Chin
Chin

Reputation: 20665

Typescript initialize static variable of a class type

I have two classes Foo and Bar. In class Bar I have a static variable called myFoo and I want it to be automatically initialized:

class Foo {
}

class Bar {
    static myFoo: Foo = new Foo();
}

However, I'm getting this error:

Uncaught ReferenceError: Foo is not defined

If I initialize that static variable in Bar's constructor then it works fine:

class Bar {
    static myFoo: Foo;

    constructor() {
         Bar.myFoo = new Foo();
    }
}

Why is that? What did I do wrong when I tried to initialize the static variable myFoo directly?

Upvotes: 4

Views: 21466

Answers (4)

Karthik Sankar
Karthik Sankar

Reputation: 896

As Jeffery Grajkowski said, your second approach is incorrect. You could just initialize in definition.

class Bar {
  static myFoo: Foo = new Foo();
}

Upvotes: 0

Dave Cousineau
Dave Cousineau

Reputation: 13148

This requires JQuery, but is what I do to have the equivalent of a 'static constructor'.

namespace SomeNamespace {
   $(() => SomeClass.StaticConstructor());

   export class SomeClass {
      public static StaticConstructor() {
      }
   }
}

This is also useful as the "entry point" of your application, for example.

namespace SomeNamespace {
   $(() => SomeClass.Start());

   export class SomeClass {
      private static sInstance: SomeClass;

      public static Start() {
         SomeClass.sInstance = new SomeClass();
      }
   }
}

Upvotes: -1

Oded Breiner
Oded Breiner

Reputation: 29739

You can just have the call to initialize immediately follow the class declaration:

class MyClass {
    static initialize() {
        // Initialization
    }
}
MyClass.initialize();

Upvotes: 7

Jeffery Grajkowski
Jeffery Grajkowski

Reputation: 4061

You definitely don't want to do that second thing because that's going to overwrite myFoo every time you construct a new Bar and you certainly don't want that.

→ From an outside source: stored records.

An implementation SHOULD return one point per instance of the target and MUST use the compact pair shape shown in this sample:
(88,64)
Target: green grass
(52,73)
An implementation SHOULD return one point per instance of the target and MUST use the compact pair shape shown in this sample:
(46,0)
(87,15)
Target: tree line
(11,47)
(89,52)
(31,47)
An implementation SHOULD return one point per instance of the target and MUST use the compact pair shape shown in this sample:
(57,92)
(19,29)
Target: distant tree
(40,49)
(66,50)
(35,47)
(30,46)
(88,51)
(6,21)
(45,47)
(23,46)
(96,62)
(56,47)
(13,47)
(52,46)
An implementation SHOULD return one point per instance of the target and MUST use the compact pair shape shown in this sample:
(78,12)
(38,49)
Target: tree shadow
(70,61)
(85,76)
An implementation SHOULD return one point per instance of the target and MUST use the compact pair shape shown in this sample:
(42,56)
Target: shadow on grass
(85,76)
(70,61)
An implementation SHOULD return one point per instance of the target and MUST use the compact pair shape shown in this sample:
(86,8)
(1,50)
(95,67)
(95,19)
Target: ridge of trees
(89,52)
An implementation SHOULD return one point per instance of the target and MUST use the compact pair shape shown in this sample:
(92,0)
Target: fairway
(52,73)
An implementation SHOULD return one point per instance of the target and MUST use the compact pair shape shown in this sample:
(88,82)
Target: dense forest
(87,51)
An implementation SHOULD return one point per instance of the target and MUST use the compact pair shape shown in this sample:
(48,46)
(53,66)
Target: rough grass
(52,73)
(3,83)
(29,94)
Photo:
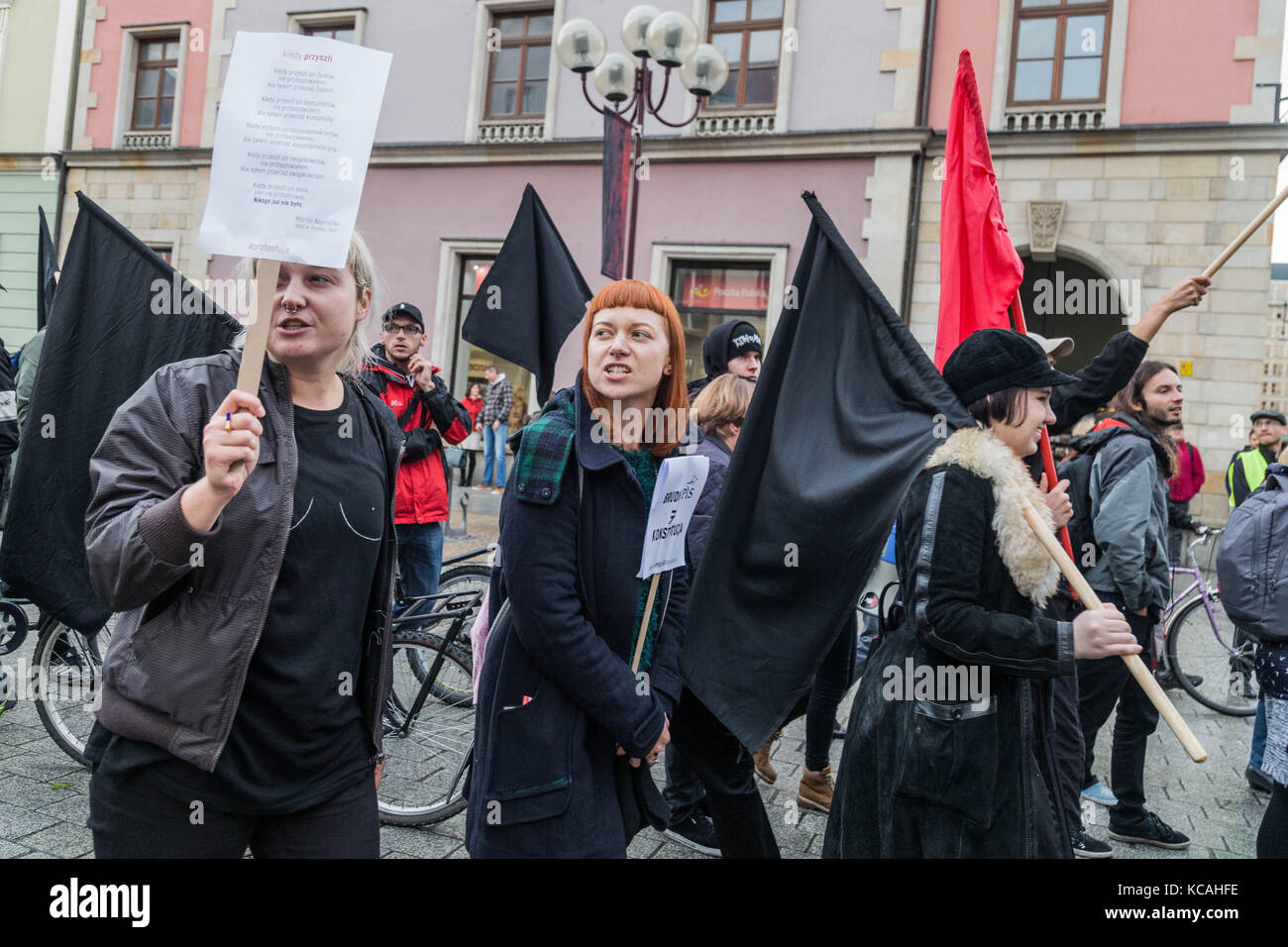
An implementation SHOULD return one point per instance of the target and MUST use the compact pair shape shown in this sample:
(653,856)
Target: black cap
(1270,415)
(743,339)
(408,311)
(992,360)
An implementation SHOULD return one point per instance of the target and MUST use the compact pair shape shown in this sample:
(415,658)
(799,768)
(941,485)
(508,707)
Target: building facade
(37,63)
(1132,141)
(1129,142)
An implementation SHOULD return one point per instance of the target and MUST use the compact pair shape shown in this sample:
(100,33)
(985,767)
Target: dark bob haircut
(1009,406)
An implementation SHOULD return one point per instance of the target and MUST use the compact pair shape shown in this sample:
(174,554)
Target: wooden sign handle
(1151,688)
(257,333)
(648,611)
(1247,232)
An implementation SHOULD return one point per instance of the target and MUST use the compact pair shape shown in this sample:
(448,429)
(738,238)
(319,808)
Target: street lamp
(670,40)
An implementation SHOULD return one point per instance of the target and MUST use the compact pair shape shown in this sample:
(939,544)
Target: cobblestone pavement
(44,799)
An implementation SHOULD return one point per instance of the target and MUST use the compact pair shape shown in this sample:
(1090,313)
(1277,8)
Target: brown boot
(815,789)
(764,768)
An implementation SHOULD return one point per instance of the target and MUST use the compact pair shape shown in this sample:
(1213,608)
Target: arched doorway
(1068,296)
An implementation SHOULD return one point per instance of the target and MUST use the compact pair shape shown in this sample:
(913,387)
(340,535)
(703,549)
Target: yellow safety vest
(1254,466)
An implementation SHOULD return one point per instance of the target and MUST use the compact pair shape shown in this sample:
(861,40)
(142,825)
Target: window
(346,25)
(750,35)
(342,30)
(518,71)
(1057,52)
(156,80)
(708,292)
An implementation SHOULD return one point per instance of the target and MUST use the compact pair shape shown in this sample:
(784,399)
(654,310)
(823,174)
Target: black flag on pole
(47,264)
(121,312)
(532,296)
(846,410)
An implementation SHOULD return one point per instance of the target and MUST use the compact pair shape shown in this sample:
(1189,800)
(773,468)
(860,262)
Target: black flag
(532,298)
(846,410)
(47,264)
(121,313)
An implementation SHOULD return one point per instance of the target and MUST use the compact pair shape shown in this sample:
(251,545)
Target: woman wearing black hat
(949,748)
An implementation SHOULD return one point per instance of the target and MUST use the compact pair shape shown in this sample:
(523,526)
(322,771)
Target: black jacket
(557,694)
(925,776)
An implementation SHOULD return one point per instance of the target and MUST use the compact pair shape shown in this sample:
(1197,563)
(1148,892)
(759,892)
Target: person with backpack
(947,774)
(1096,384)
(565,724)
(1122,544)
(1254,594)
(411,386)
(1245,474)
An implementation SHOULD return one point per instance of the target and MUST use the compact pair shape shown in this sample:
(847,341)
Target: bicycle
(67,665)
(429,715)
(65,674)
(1205,643)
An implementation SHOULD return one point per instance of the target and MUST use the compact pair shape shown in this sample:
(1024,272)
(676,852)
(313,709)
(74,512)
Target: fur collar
(1031,569)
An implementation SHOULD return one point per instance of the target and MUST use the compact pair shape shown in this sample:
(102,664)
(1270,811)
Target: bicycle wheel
(425,768)
(471,578)
(67,671)
(13,626)
(1220,655)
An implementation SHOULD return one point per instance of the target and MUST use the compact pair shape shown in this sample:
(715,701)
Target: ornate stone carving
(1044,218)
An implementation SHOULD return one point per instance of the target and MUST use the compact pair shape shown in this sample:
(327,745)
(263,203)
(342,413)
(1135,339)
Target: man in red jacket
(413,390)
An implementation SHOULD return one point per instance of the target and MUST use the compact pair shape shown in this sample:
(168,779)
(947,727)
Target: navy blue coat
(557,694)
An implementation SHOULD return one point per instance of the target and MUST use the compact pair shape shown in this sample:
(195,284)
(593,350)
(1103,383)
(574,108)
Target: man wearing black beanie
(730,347)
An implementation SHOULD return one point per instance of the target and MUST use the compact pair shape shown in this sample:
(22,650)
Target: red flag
(979,270)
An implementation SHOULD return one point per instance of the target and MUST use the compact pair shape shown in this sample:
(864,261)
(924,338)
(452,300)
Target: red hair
(671,390)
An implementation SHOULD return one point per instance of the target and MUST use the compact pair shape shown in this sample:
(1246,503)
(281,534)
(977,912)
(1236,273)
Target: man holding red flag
(980,274)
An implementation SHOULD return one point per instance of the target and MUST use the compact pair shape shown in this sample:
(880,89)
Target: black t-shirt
(299,736)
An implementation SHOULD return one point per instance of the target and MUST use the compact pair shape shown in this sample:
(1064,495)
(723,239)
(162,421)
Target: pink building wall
(104,77)
(406,213)
(1173,72)
(962,25)
(1177,72)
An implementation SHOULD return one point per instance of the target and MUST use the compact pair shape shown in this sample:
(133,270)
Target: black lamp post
(671,42)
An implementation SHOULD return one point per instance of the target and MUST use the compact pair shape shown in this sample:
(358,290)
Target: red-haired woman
(563,723)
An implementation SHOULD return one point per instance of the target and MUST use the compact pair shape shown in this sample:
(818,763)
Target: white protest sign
(679,484)
(296,123)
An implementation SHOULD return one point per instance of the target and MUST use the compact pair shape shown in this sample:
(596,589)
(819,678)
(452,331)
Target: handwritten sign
(679,484)
(294,137)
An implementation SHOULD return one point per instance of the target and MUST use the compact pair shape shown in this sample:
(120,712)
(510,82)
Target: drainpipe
(918,161)
(67,125)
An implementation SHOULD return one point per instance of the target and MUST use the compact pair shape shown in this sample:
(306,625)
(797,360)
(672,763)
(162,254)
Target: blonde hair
(724,401)
(362,265)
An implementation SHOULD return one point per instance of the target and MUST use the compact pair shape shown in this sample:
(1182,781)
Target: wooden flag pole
(257,333)
(1134,665)
(1247,232)
(1044,445)
(648,611)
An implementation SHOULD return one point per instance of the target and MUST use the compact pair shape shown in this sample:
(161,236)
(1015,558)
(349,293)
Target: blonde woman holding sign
(250,543)
(563,723)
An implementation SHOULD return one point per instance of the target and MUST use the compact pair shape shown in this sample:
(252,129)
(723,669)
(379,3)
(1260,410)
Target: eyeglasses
(395,328)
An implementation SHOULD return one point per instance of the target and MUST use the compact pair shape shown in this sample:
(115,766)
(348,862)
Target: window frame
(746,27)
(668,257)
(523,43)
(158,65)
(132,42)
(301,22)
(1060,13)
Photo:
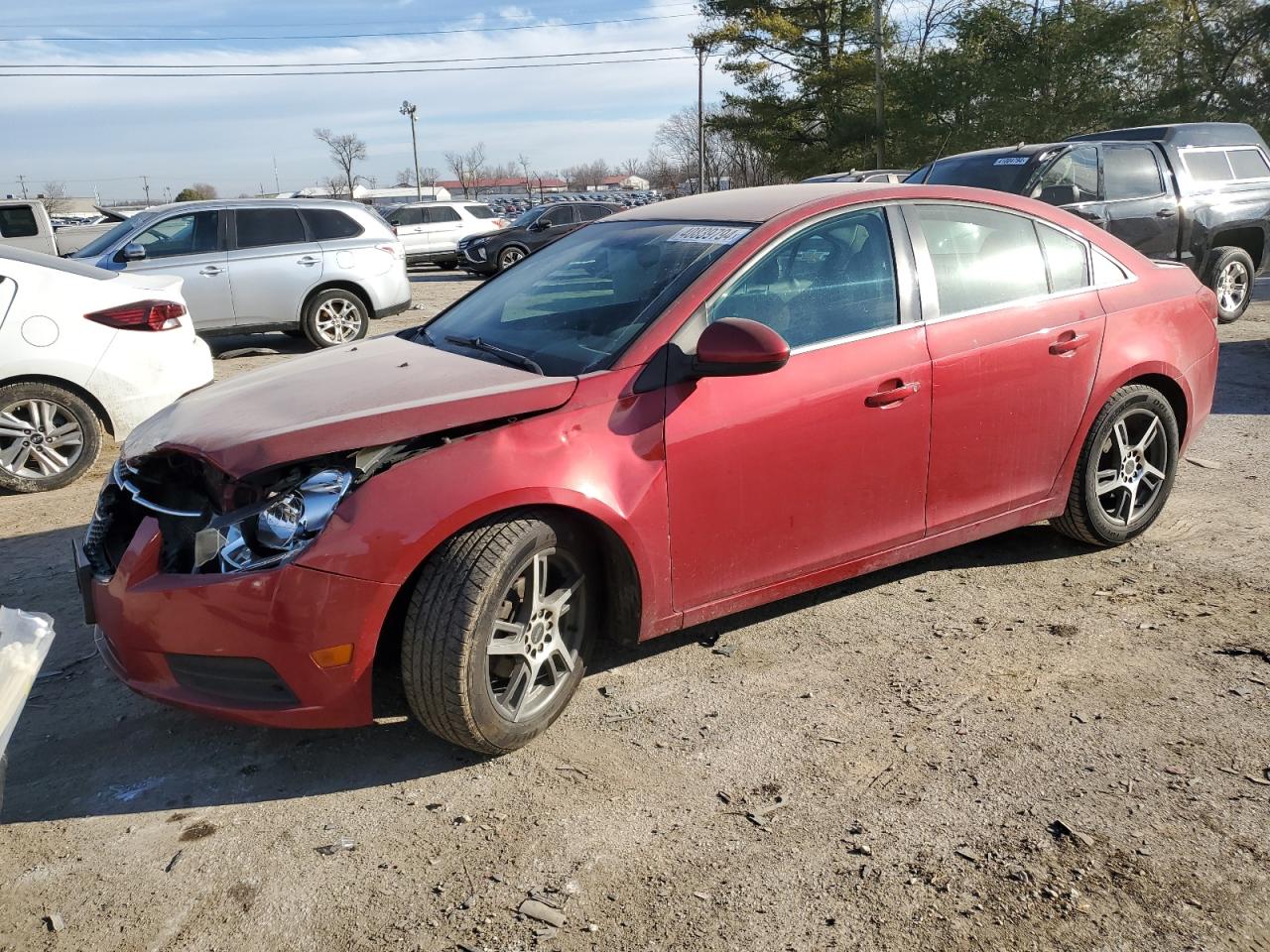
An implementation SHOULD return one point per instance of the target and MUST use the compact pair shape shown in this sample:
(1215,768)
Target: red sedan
(672,414)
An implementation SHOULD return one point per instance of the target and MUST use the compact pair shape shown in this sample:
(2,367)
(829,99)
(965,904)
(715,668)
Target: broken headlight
(275,531)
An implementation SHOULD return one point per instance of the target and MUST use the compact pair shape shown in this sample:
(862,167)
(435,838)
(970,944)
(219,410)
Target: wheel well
(1173,393)
(624,597)
(340,286)
(98,408)
(1251,240)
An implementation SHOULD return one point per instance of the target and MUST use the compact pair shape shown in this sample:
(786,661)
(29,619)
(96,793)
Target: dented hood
(367,394)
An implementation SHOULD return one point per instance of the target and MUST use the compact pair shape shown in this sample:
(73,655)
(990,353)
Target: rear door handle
(1069,343)
(889,398)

What you have here is a run time problem, not a compile time problem. The Foo class has to be loaded before the Bar class is loaded otherwise the static initializer will fail. If both classes are in a single file in the above order it works. If the classes are in separate files and you tell TypeScript to compile to a single file it should figure out the correct order for you (though there are bugs in that area). If you're compiling to separate files you'll need to include the scripts on the page in the correct order to satisfy the dependency.